Sanjay Gupta MD, however well intentioned, has muddied the marijuana debate by his lack of a scientifically based editorial statement about the content presented. My position in the marijuana debate is that it’s dangers must be balanced with any attempt to expand it’s use in “medical conditions”. Anyone who would deny treatment to the child portrayed,Charlotte, by a qualified physician in a research setting would be a Luddite, indeed. Sanjay’s report has the effect of reporting anecdotal medicine as scientific research in spite of mild references to the fact that “the research is not yet conclusive” (quotes added). Such is the power of television. To confuse matters even more, Dr. Nora Volkow, an outstanding, highly respected leader in the field of substance abuse research is portrayed unjustly. She could have helped Sanjay get back on track, if he so desired. His recent conversion to accepting the potential benefits of medical marijuana has not done the subject justice.
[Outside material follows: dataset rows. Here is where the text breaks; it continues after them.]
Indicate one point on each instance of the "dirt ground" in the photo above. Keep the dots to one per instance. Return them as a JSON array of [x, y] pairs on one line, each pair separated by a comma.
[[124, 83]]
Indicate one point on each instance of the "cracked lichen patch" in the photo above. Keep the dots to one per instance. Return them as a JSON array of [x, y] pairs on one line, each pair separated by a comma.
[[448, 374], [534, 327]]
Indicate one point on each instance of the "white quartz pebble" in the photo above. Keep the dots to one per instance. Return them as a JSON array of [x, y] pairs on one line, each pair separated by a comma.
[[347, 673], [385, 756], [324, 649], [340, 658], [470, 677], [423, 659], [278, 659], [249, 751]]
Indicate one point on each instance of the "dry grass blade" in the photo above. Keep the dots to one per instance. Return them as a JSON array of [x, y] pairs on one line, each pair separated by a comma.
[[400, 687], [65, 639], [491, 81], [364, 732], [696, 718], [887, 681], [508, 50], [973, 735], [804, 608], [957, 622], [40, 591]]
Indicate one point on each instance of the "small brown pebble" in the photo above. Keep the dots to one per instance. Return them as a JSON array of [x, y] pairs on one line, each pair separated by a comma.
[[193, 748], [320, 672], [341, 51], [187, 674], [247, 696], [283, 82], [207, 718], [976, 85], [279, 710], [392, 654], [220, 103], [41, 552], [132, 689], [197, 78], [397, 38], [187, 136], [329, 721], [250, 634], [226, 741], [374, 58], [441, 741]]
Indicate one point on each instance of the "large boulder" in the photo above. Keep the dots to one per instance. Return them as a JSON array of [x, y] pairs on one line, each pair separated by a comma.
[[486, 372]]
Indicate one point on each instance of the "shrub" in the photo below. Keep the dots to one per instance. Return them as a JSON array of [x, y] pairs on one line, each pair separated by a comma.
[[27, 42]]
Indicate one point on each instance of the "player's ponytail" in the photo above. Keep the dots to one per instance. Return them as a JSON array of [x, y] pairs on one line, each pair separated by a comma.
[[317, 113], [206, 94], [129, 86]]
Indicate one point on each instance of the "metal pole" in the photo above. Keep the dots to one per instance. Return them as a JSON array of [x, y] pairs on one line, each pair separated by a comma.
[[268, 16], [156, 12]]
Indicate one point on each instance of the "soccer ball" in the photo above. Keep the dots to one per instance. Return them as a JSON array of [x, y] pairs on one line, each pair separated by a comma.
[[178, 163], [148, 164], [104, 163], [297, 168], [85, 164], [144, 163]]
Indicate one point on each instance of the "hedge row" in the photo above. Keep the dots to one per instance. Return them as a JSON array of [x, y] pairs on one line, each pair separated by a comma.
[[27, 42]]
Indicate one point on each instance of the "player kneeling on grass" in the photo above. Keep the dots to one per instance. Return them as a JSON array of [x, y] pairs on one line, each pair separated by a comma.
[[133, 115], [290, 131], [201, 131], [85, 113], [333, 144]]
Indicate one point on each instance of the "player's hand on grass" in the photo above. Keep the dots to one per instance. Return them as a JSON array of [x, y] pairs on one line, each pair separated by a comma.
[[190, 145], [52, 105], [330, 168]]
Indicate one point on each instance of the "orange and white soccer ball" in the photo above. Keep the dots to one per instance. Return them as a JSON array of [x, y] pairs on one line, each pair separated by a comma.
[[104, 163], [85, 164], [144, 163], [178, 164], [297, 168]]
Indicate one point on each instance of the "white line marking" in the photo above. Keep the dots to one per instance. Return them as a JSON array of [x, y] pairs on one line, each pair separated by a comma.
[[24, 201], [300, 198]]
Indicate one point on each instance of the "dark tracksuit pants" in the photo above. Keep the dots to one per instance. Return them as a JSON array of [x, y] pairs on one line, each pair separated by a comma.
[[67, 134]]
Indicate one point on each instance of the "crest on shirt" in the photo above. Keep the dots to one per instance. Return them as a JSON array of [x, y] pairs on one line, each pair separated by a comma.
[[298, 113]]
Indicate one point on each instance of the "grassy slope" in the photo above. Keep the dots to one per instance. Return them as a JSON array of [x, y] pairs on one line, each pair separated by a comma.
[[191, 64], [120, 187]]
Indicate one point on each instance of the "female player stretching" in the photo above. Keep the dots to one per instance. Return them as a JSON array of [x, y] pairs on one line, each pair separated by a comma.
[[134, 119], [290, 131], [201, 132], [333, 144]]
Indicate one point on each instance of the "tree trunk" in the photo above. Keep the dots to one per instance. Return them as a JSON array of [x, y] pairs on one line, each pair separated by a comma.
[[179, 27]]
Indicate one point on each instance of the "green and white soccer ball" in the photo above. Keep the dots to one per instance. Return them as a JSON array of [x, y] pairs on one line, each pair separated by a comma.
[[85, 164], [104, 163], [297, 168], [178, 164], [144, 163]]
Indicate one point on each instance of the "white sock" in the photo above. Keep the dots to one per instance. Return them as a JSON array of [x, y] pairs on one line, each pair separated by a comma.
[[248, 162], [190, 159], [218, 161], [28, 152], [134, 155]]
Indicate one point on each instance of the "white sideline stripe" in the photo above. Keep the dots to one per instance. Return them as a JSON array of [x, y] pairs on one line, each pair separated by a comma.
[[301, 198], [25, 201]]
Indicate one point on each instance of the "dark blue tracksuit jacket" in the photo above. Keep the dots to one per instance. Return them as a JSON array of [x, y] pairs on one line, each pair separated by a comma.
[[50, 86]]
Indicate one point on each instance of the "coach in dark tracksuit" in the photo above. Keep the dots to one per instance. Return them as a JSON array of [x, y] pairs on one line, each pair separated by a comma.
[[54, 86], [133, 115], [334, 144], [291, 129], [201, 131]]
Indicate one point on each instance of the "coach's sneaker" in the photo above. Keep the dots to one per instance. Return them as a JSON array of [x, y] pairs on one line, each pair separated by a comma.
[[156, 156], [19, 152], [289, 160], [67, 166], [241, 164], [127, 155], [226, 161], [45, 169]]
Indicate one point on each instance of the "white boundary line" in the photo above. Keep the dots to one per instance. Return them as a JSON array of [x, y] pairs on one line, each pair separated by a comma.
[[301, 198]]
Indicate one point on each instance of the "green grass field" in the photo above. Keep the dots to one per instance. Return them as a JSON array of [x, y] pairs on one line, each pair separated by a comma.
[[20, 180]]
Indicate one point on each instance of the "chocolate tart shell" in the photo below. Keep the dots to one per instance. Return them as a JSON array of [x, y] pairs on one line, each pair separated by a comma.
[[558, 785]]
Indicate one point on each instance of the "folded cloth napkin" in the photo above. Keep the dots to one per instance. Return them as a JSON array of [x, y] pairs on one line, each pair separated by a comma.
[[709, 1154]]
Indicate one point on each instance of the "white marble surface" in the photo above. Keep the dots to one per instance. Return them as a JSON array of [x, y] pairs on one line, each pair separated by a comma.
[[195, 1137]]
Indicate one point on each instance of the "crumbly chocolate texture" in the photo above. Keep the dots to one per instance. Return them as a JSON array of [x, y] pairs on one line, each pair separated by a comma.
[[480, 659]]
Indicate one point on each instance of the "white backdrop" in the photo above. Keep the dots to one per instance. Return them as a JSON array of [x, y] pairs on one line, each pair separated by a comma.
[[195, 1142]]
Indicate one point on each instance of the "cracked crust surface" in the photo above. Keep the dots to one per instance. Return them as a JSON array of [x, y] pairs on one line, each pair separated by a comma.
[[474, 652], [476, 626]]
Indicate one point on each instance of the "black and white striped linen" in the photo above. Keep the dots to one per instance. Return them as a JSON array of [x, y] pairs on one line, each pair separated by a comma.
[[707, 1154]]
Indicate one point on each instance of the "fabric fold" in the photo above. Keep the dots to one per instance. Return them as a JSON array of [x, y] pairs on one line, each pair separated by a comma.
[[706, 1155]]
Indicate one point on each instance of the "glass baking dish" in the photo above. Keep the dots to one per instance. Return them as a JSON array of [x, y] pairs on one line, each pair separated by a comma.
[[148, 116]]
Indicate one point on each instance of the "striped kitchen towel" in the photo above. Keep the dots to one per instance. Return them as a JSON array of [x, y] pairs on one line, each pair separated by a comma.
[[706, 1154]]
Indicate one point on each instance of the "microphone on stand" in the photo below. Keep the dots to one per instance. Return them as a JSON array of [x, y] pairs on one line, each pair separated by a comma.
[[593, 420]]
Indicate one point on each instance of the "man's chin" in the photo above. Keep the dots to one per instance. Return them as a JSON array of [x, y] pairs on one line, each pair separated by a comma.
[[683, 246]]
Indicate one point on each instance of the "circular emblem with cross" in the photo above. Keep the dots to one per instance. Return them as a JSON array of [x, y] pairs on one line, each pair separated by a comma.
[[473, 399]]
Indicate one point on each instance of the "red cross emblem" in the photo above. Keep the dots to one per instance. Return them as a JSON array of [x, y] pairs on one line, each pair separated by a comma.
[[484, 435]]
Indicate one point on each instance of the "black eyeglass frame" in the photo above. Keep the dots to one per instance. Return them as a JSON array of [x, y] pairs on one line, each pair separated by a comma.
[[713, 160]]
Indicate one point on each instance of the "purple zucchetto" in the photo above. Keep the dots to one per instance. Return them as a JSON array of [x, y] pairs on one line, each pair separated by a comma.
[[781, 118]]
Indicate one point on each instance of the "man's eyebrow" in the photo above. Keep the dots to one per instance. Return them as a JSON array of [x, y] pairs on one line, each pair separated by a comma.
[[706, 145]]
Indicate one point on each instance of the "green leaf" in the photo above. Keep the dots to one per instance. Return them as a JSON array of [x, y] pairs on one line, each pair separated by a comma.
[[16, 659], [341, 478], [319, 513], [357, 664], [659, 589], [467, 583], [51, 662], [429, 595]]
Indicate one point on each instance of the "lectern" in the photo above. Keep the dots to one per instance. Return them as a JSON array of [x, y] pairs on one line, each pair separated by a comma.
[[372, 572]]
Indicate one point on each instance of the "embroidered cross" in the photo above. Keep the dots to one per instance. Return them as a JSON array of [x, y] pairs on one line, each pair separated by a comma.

Another confusing aspect of the presentation is lost in the description of marijuana being placed as a “Schedule 1” controlled substance along with other drugs of abuse. If anything, this made allowance for researchers to utilize it legally in legitimate medical research. Its placement in that schedule is neither new nor bad.
The one valuable message I saw in the show was the presentation of the well established danger of the use of any intoxicant on the young formative brain. Is it any wonder that a large percentage of the vocal support for indiscriminate marijuana use is comprised of young people?
Critical thinking was absent from CNN and Sanjay Gupta’s “Weed”.